The discovery of three Mediterranean fruit flies in a Tampa kumquat tree put Florida in a Medfly panic today, as state officials geared up for a possible eradication campaign.

Officials and citrus growers expressed fear that the insects had come from California and would cause severe problems for Florida's $2 billion citrus industry.

"Our first suspicion is that [the Medflies] have come from California," said Gov. Bob Graham, and he blamed a slow response by California to its infestation for the possible insect invasion of Florida.

Graham said he would order aerial spraying with the pesticide malathion, if it proved necessary. Such spraying was opposed by California Gov. Edmund G. (Jerry) Brown Jr., when the fruit flies invaded California in June, but later was forced by the federal government.

Graham said he might reimpose a rigid quarantine on California fruits and vegetables. The state imposed such a ban last month but a federal judge ruled it illegal.

"Our worst fears have been realized," said Frank Graham, counsel for the Florida Department of Agriculture.

California officials responded that Florida's attack was unfair. "There's no evidence the flies are from California," said Don Lesser, an aide to Brown.

Late today officials said no more Medflies had been found near the backyard in East Tampa where a state agriculture worker on a routine inspection yesterday found three flies, two males and a female, in a trap.

Officials said there was a chance that the three flies had "hitchhiked" into Florida on out-of-state produce, rather than being the first wave of an invasion.

There is also a chance the insects are sterile, officials said, and scientists were studying the flies tonight to try to make a determination.

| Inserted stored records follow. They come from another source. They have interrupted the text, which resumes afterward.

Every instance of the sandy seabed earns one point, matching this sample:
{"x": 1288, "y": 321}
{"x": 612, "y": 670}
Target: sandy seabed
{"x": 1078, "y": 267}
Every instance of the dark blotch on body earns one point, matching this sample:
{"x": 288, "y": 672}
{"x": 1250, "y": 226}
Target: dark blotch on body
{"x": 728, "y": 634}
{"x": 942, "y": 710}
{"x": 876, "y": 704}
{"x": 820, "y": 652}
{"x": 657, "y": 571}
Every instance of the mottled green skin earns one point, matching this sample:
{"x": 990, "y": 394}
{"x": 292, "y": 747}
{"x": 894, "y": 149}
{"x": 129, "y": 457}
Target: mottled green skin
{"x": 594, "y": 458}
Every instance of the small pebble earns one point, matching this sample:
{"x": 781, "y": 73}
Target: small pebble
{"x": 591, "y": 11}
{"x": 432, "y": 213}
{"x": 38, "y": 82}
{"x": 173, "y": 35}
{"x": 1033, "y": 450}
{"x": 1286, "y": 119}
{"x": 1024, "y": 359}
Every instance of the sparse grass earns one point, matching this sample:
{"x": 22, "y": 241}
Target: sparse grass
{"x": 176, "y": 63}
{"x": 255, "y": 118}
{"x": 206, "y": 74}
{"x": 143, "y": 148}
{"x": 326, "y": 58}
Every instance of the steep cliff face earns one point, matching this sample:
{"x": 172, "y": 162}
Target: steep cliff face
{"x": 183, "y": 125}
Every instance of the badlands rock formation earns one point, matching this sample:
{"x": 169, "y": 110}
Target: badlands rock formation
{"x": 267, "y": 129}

After an agriculture inspector found the flies yesterday, they were flown to Washington, D.C., where Richard Foote, a research entymologist at the Smithsonian Institution, confirmed that they were Medflies.

"The whole state of Florida should be worried," Foote said. "The fly can survive in so many host plants that almost anything that grows fruit can harbor it. They could get several generations of these fruit flies developing before cool weather arrives. They spread quite rapidly.

"The problem in America is that the fruit grower cannot sell wormy fruit. Most places where there exist Medflies, people accept wormy fruit."

Foote said the flies were "fresh flies, mature adults." But he found no eggs in the female, an indication that she might not have begun to reproduce, or might be sterile.

Medflies, which have a 30-day life cycle, lay their eggs in fruit after piercing the outer layer. The eggs hatch and damage the fruit.

Florida officials said one Medfly was discovered in Miami 18 months ago, but it was determined to be a lone "hitchhiker" that had come in on a ship.

A five-man state Agriculture Department task force was dispatched to Tampa today to lay 100 traps in a one-square-mile area around where the flies were found.